Our yard is filled with white oaks. They live longer than any other native tree here in Virginia, but not when the soils have been disturbed. The beautiful structure reaches its peak if it has an open meadow to grow in. You often see them around farmhouses in our area.

To paraphrase the natural historian, Donald Peattie, they are like outdoor mansions of shade, greenery, and leafy music - the scaffolds of the limbs form an upstairs and an attic - there are rooms everywhere in an old white oak.Thomas Jefferson referred to the White Oak, Quercus alba, as the "Jupiter of our Groves."

The white oak is a species that defines the character of the forest in our mid-Atlantic Piedmont area. It's like our signature tree, as the live oaks are to the Gulf Coast, the redwoods to Northern California and the aspens in the mountains of Colorado.

The Wye Oak in Maryland was considered the largest white oak in the nation and was nurtured until its ultimate death in 2002. It stood to represent time passed and time to come, the generations of people it witnessed in life, and the perseverance of man and nature. The desire to have this tree live on led to its offspring being grown at the state nursery. Thousands of Wye Oak trees from its acorns have been planted around the United States.

Read the historical account of this ancient oak and find out what the wood was used for in
this article.

This largest white oak in the nation was been replaced by a 105-foot-tall white oak on Northampton Street in Northwest Washington, D.C. It stands on private property in front of a house but close to the street. It has been a neighborhood treasure for years. In 1940 planners accommodated the tree and another by curving the street around them as the area was developed.

The white oak is a tree that has built much in our country: ships, mills, barns, log cabins, and of course the white oak barrel for the vineyards. The white oak represents longevity, endurance and strength even after its harvest.

Sadly white oaks are a threatened species. They aren't regenerating in our forests because of browsing deer. Mature trees may soon be the target of phytopthera root rot, a deadly disease introduced from California. Also, as development spreads throughout its native habitat, white oaks are victimized. Most developers no longer consider the beauty of developing around trees.

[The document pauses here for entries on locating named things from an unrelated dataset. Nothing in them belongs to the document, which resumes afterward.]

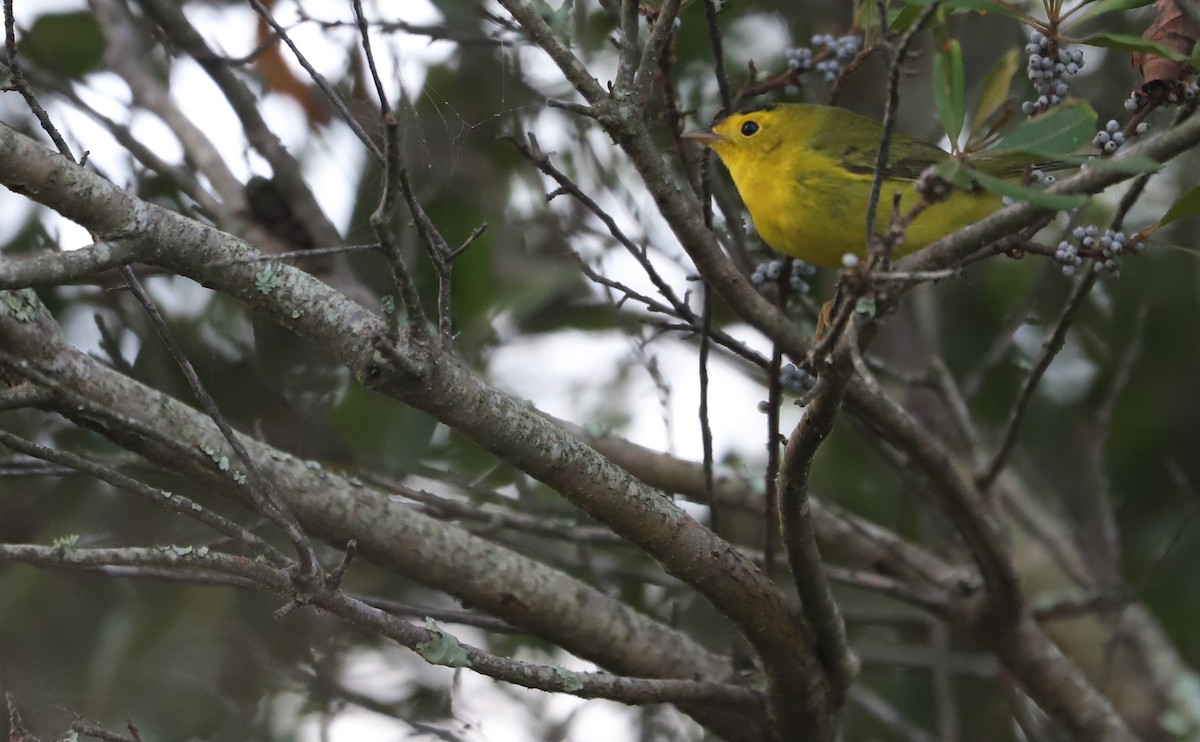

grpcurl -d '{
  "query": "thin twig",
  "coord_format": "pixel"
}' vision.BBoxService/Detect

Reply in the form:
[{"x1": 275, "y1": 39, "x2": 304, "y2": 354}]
[
  {"x1": 0, "y1": 430, "x2": 288, "y2": 567},
  {"x1": 866, "y1": 0, "x2": 942, "y2": 262},
  {"x1": 250, "y1": 0, "x2": 383, "y2": 162},
  {"x1": 976, "y1": 264, "x2": 1099, "y2": 491},
  {"x1": 4, "y1": 0, "x2": 76, "y2": 162},
  {"x1": 704, "y1": 0, "x2": 733, "y2": 113},
  {"x1": 371, "y1": 110, "x2": 430, "y2": 342}
]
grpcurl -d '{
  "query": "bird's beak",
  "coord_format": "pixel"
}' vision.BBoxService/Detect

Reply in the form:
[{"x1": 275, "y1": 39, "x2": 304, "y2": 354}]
[{"x1": 679, "y1": 131, "x2": 721, "y2": 146}]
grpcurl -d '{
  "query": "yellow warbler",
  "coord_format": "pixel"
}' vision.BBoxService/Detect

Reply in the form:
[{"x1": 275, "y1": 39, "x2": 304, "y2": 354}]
[{"x1": 684, "y1": 103, "x2": 1003, "y2": 267}]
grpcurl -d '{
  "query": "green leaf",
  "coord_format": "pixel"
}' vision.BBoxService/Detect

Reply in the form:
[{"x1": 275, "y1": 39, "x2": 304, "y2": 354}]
[
  {"x1": 416, "y1": 618, "x2": 470, "y2": 668},
  {"x1": 908, "y1": 0, "x2": 1032, "y2": 22},
  {"x1": 888, "y1": 2, "x2": 920, "y2": 34},
  {"x1": 962, "y1": 168, "x2": 1087, "y2": 211},
  {"x1": 1084, "y1": 155, "x2": 1163, "y2": 175},
  {"x1": 934, "y1": 38, "x2": 967, "y2": 151},
  {"x1": 1074, "y1": 0, "x2": 1154, "y2": 25},
  {"x1": 1154, "y1": 186, "x2": 1200, "y2": 229},
  {"x1": 1079, "y1": 34, "x2": 1192, "y2": 61},
  {"x1": 986, "y1": 102, "x2": 1096, "y2": 160},
  {"x1": 971, "y1": 49, "x2": 1021, "y2": 137},
  {"x1": 17, "y1": 12, "x2": 107, "y2": 77}
]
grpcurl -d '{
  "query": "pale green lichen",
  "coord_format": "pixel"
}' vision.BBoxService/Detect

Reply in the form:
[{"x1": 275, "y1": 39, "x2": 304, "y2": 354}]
[
  {"x1": 551, "y1": 665, "x2": 583, "y2": 693},
  {"x1": 0, "y1": 288, "x2": 37, "y2": 322},
  {"x1": 254, "y1": 265, "x2": 280, "y2": 294},
  {"x1": 415, "y1": 618, "x2": 470, "y2": 668}
]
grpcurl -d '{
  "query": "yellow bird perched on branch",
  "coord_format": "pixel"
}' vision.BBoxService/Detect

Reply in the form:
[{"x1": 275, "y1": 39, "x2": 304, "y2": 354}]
[{"x1": 683, "y1": 103, "x2": 1003, "y2": 267}]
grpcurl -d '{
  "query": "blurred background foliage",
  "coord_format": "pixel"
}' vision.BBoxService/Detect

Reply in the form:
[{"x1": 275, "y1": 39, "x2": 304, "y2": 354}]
[{"x1": 0, "y1": 0, "x2": 1200, "y2": 741}]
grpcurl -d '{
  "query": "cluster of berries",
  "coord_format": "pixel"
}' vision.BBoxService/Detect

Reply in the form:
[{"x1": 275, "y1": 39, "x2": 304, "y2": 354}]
[
  {"x1": 784, "y1": 34, "x2": 863, "y2": 83},
  {"x1": 1021, "y1": 31, "x2": 1084, "y2": 116},
  {"x1": 1124, "y1": 82, "x2": 1200, "y2": 113},
  {"x1": 1092, "y1": 119, "x2": 1128, "y2": 155},
  {"x1": 1054, "y1": 226, "x2": 1146, "y2": 276},
  {"x1": 750, "y1": 259, "x2": 817, "y2": 294},
  {"x1": 779, "y1": 364, "x2": 817, "y2": 394}
]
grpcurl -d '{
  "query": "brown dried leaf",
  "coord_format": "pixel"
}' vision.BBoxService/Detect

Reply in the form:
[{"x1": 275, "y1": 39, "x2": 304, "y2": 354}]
[{"x1": 1133, "y1": 0, "x2": 1200, "y2": 84}]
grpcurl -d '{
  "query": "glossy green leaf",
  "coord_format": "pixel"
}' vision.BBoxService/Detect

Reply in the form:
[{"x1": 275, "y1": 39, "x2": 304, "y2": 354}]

White oaks don't like much disturbance to their roots, and if topsoil is stripped and filled with red clay or compacted with construction equipment, they do not do well. Our front yard is evidence of that. Although the builder worked around the oaks, after the house was finished he took out the smaller trees and brush and in the process disturbed all the soils around these beautiful trees. We've been here over seven years and have been watching as one after another dies.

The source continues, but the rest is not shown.